OPINION: Homeless people are people first
An unfortunately necessary reminder to have a conscience
May 19, 2022
There is no greater example of poverty than homelessness, but money alone will not make it better. The solution for homelessness starts with one thing: housing for the homeless.
People deserve the security of a safe place to rest, to sit and to reflect on their life and their struggles and Sacramento sidewalks are not a safe place to do that.
For seven years, Lisa Cook has lived on a little patch of land off of Howe and Fair Oaks. It was a modest camp with natural shade from the trees and the river nearby had plenty of wood for campfires in the winter.
Cook said she is still waiting for safe housing developments to appear in Sacramento, but they’re all full. Sacramento County has been moving homeless people around all this year, but all of the temporary housing initiatives in Sacramento are at capacity.
“I thought I’d be homeless for 60 days,” Cook said. “I’ve been homeless for 12 years.” “There’s nowhere to go,” Cook said. “Nobody has permanent housing.”
Cook was cleared out of the Howe and Fair Oaks encampment on April 15, according to her, she is still left looking for a place to sleep and food to eat across the street from the cleared encampment.
Housing provides safety and security, and anyone looking for new apartments or negotiating new leases might understand the stress of finding housing in Sacramento. Failing to find housing means becoming one of thousands of people in the state capitol’s homeless population.
Anyone who finds themselves struggling to find permanent housing doesn’t deserve to be associated with any of the harmful stereotypes associated with being a homeless person.
Homeless stereotypes are extremely damaging to the homeless community and may prevent people with the privilege and security to solve the housing problem from uniting together and combating the causes.
The homeless problem is evidence of the failures in our society. As the United Nations says, homelessness contradicts many human rights leading to preventable deaths from injury or starvation.
The efforts of Sacramento assemblymember Ken Cooley to give park rangers the ability to remove homeless camps from parks will just serve to criminalize and punish homeless people for the one thing they can’t control: the lack of consistent housing.
California State assemblymember Kevin McCarty cited the murder of 20-year-old Emma Roark as justification for generalizing homeless people as murderers, according to Capradio.
Roark was raped and murdered by a homeless man who lived in the park. By lumping him in with the average homeless population, McCarty contributed to the harmful stereotype that homeless people have a propensity toward violence. Nothing about the murder of Roark has anything to do with the fact that the man who killed her is homeless.
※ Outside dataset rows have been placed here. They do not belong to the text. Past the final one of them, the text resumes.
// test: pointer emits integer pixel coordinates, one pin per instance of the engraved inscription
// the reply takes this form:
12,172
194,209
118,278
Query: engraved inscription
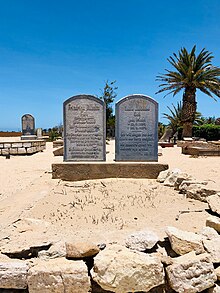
84,129
136,133
28,125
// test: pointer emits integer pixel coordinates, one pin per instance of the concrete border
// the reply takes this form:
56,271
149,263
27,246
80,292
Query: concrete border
75,171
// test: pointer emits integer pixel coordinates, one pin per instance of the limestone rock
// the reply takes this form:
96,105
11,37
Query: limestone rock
183,242
58,276
196,190
213,248
180,178
208,233
79,250
215,289
13,274
163,175
57,249
171,179
214,203
119,269
141,240
213,222
191,273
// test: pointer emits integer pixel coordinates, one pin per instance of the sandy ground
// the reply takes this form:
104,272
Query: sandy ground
103,211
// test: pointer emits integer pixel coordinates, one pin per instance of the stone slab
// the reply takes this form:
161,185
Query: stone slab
84,129
136,136
28,124
28,137
74,171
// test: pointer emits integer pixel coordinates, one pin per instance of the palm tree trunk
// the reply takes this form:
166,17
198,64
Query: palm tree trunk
188,110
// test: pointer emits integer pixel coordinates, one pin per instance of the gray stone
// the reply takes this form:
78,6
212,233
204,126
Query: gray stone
142,240
196,190
57,249
183,242
213,222
208,233
163,175
79,250
13,274
217,272
119,269
84,129
171,179
28,125
213,248
214,203
136,129
191,273
58,276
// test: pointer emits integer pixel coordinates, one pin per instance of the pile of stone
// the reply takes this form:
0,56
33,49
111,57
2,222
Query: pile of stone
186,184
182,262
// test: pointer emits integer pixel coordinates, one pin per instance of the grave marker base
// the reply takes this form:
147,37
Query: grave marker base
75,171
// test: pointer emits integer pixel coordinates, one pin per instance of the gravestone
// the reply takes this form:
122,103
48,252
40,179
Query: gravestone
136,137
28,127
39,132
84,129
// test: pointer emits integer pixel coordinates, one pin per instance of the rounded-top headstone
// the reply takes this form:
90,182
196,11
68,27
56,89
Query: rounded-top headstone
28,124
136,136
84,129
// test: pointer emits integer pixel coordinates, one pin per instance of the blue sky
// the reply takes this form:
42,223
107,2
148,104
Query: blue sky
51,50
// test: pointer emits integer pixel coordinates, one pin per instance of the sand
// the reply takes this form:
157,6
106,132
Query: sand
102,211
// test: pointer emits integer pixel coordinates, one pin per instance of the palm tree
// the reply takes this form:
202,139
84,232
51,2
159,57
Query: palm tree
175,117
191,73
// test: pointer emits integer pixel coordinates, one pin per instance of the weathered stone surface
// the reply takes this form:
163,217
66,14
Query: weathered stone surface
180,178
84,129
81,250
171,179
183,242
196,190
215,289
217,272
208,233
136,136
119,269
84,171
58,152
191,273
213,222
163,175
58,276
57,249
57,143
28,124
13,274
213,248
142,240
214,203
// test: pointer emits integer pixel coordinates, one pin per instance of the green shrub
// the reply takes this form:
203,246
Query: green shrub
207,131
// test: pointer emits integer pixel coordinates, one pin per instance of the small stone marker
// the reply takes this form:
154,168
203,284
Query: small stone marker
136,137
28,124
84,129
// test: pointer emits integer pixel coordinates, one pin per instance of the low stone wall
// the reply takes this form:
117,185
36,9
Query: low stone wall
74,171
57,143
22,147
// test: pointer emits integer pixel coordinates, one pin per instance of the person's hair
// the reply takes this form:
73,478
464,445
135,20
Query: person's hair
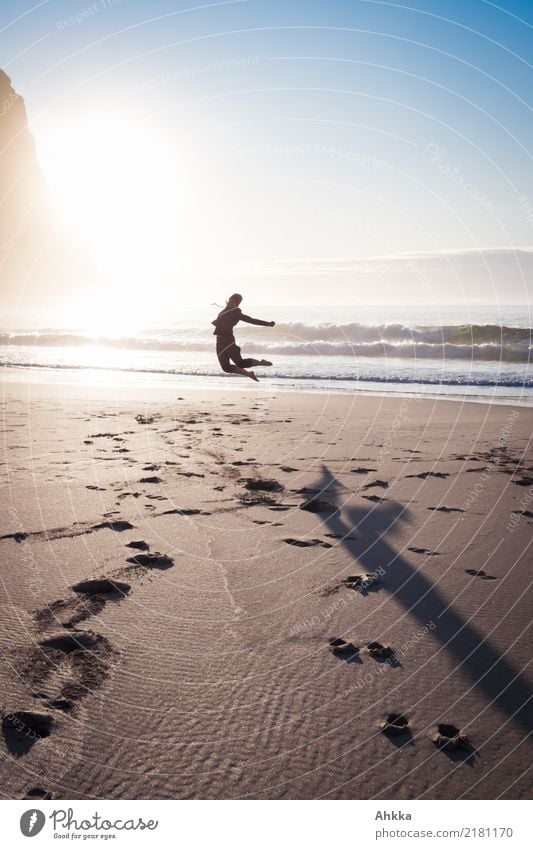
233,301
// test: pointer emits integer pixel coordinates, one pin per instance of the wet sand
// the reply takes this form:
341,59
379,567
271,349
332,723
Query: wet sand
228,594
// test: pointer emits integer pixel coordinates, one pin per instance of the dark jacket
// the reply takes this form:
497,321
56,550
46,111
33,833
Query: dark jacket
227,319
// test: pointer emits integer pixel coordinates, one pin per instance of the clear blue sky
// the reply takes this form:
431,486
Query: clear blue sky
324,130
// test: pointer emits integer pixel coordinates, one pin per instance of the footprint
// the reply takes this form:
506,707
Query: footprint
22,729
424,551
101,586
424,475
38,793
395,724
151,561
344,650
450,738
479,573
380,652
316,505
259,485
68,666
139,544
305,543
362,583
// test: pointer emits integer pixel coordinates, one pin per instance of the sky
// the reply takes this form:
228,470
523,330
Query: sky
311,151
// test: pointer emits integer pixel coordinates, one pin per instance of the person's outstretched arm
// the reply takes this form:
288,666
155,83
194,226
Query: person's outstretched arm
251,320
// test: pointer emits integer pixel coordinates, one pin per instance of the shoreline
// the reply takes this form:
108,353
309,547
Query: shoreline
168,533
103,377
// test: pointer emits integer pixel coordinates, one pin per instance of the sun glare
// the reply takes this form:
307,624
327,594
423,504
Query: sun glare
121,187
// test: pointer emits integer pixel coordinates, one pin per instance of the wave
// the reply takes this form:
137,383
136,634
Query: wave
483,380
485,342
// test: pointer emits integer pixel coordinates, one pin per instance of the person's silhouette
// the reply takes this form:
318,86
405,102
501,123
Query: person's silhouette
228,352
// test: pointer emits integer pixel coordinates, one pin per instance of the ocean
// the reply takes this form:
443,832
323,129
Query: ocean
476,352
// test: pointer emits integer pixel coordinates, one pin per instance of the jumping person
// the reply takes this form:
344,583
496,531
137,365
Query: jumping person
228,352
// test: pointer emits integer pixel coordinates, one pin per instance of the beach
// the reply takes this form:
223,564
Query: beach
174,567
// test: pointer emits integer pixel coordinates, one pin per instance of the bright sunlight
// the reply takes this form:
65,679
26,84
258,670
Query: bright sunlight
120,186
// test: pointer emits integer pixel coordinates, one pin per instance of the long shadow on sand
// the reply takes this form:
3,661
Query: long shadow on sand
501,683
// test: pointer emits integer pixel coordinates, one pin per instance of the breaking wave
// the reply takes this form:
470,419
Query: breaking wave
468,342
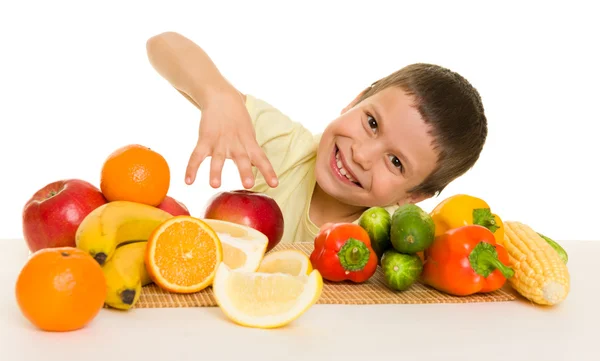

The framing of homeless people as murderers and rapists is not acceptable. The stresses that come with housing insecurity mean that people are exposed to dangerous environments they can’t get away from and creating legislation that targets the entire homeless population because of the violent acts of some is a negligent act on Cooley’s part.
Cook said people don’t treat her like she’s a real person.
“No one cares,” Cook said. “I feel like trash and people treat me like trash.”
There are thousands of folks just like Cook in Sacramento County who live without the safety and security of long-term housing.
We should be focused and united in combating poverty and a housing crisis and providing mental health and addiction services– problems that only serve to complicate the situation that homeless people are in.
It’s the responsibility of folks privileged with housing security to look out for the people who are falling through the cracks.